Seksualny skandal z udziałem księży w Dąbrowie Górniczej

Sprawą policyjnej interwencji zainteresowała się prokuratura w Dąbrowie Górniczej, która rozpoczęła śledztwo. – Prowadzimy je pod kątem nieudzielenia pomocy osobie znajdującej się w położeniu grożącym bezpośrednim niebezpieczeństwem utraty życia albo ciężkiego uszczerbku na zdrowiu. Grozi za to kara do 3 lat więzienia – powiedział “Wyborczej”  prokurator Waldemar Łubniewski, rzecznik prasowy Prokuratury Okręgowej w Sosnowcu.

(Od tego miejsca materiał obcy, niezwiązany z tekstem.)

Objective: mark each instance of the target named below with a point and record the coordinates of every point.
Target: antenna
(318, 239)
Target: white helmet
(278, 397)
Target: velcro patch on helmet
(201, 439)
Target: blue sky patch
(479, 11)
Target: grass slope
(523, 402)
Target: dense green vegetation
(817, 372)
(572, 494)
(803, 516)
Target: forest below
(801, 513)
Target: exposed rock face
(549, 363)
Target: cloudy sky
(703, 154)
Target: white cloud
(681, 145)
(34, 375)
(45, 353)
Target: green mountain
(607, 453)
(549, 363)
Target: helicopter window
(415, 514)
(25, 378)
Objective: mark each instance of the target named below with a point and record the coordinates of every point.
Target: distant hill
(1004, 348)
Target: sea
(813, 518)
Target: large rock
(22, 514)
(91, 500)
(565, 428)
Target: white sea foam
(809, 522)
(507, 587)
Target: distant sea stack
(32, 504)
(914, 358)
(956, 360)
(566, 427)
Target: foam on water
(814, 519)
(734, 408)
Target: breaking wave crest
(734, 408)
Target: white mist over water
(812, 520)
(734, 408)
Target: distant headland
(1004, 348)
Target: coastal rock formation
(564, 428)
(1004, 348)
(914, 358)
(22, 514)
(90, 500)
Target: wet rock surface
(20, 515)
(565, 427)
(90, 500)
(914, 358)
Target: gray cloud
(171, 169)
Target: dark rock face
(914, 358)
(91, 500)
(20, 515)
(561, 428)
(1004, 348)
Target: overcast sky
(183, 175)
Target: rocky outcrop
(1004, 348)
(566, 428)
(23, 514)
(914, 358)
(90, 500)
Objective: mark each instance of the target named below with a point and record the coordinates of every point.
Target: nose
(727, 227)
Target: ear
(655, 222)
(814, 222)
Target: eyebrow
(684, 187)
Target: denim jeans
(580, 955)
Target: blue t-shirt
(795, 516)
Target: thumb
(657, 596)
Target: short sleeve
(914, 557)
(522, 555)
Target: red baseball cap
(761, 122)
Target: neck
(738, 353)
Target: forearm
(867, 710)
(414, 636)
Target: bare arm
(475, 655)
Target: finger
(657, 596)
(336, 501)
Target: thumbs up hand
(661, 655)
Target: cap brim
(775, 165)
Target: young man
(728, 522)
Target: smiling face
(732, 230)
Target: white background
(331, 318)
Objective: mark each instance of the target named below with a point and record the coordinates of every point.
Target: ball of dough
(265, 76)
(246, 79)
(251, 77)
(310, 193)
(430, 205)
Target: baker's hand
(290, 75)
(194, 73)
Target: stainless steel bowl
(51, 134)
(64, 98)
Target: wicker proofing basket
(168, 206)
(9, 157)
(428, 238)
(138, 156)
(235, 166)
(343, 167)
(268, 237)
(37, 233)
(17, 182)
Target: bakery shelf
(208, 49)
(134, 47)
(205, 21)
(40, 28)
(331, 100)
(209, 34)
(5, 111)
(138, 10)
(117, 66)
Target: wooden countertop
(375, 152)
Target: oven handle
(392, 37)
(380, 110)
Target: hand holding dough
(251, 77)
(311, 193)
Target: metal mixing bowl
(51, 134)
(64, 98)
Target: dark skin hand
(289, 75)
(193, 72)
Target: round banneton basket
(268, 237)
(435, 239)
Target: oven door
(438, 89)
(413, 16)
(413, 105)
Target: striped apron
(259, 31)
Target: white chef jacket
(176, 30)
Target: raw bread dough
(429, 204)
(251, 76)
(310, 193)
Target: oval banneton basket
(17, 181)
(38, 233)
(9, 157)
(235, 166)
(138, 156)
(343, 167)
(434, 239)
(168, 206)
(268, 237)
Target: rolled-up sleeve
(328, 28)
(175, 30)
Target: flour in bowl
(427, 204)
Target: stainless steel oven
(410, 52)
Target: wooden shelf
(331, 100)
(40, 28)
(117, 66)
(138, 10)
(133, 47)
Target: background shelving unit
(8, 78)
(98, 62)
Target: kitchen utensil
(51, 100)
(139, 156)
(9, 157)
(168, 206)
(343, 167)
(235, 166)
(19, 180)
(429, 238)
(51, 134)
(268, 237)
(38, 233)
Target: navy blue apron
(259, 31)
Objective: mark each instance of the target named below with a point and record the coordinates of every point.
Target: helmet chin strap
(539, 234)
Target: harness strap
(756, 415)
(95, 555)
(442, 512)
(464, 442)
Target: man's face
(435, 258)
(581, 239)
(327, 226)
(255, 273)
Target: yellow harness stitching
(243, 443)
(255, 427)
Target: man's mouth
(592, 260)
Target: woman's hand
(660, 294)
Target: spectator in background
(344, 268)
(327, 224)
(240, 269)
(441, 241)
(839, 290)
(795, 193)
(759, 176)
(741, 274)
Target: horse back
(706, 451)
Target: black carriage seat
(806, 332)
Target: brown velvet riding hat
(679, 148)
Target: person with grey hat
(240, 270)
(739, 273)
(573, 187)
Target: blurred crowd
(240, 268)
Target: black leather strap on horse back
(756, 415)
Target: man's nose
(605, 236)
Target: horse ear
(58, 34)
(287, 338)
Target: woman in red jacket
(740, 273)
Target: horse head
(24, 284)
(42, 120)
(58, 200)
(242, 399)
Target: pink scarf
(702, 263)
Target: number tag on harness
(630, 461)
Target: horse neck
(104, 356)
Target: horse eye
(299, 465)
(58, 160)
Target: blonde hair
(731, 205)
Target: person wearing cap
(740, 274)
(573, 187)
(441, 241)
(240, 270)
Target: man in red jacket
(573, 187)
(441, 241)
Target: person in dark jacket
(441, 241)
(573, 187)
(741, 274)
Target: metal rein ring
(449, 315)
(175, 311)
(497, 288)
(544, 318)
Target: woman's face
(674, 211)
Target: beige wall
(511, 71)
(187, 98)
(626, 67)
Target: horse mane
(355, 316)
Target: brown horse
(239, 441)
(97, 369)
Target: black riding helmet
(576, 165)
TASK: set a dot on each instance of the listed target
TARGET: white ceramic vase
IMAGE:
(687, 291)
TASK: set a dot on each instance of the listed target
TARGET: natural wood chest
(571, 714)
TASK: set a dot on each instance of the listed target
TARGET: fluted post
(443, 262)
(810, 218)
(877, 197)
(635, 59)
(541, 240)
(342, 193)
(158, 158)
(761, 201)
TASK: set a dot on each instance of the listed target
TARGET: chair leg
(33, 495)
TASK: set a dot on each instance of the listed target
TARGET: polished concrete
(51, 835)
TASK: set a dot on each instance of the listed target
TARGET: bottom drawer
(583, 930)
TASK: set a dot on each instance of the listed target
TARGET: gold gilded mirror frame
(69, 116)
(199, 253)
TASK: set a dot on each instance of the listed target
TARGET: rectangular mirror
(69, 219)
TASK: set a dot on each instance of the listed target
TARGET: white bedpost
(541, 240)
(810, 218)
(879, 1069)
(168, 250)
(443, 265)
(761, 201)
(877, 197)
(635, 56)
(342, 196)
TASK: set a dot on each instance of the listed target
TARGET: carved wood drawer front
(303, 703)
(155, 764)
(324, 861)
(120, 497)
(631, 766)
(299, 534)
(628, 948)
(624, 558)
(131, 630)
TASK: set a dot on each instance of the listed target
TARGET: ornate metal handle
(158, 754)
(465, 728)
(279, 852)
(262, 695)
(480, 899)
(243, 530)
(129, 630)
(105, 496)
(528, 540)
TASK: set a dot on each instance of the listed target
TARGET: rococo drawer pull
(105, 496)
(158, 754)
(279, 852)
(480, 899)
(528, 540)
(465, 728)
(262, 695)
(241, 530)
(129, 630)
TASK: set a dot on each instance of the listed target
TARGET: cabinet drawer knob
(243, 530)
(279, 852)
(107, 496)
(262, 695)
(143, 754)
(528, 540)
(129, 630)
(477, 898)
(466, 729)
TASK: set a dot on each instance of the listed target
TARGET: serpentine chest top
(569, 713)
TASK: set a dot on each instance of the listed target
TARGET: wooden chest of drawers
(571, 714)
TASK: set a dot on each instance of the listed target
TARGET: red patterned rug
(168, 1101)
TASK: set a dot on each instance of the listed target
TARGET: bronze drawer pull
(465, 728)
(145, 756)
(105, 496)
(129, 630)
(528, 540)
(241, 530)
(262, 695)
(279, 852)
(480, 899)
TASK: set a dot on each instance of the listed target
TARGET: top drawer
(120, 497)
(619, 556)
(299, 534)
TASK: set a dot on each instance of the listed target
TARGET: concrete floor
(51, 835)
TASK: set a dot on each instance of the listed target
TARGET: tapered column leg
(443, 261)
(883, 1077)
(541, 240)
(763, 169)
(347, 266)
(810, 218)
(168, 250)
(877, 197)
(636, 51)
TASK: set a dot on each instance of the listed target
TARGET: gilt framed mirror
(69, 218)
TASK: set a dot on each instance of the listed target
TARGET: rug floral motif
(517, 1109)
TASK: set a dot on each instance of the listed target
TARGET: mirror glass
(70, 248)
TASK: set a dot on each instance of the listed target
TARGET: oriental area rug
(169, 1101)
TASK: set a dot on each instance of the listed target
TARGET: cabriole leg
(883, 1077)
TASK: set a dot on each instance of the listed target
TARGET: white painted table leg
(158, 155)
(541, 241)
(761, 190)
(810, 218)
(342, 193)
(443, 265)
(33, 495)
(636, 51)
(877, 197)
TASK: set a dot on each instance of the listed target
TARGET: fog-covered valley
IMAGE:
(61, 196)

Rzecznik prasowy Kurii Diecezjalnej w Sosnowcu ks. Przemysław Lech przesłał oświadczenie, w którym czytamy, że instytucja została poinformowana o “interwencji pogotowia i policji w budynku należącym do parafii”.

“Tego samego dnia Biskup Sosnowiecki powołał komisję, aby w trybie pilnym wyjaśniła okoliczności zaistniałej sytuacji. Ksiądz Biskup jest na bieżąco informowany o wynikach pracy komisji. Po zakończeniu jej prac i ustaleniu okoliczności zdarzenia, Ksiądz Biskup podejmie stosowne kroki przewidziane prawem kanonicznym” – przekazano.

Dąbrowa Górnicza: ksiądz Sowa powiedział…

Ksiądz Kazimierz Sowa, znany duchowny i publicysta katolicki, nie kryje oburzenia postawą sosnowieckiego biskupa Grzegorza Kaszaka. Uważa, że powinien podjąć natychmiastowe działania.

– Nie byłem jedynym, którzy wypowiadają się krytycznie o sytuacji w sosnowieckiej diecezji. Pod moim wpisem (na Facebooku — przyp. red.) pojawiły się głosy księży z różnych stron Polski i różnych diecezji — mówi ksiądz Sowa w rozmowie z “Faktem”.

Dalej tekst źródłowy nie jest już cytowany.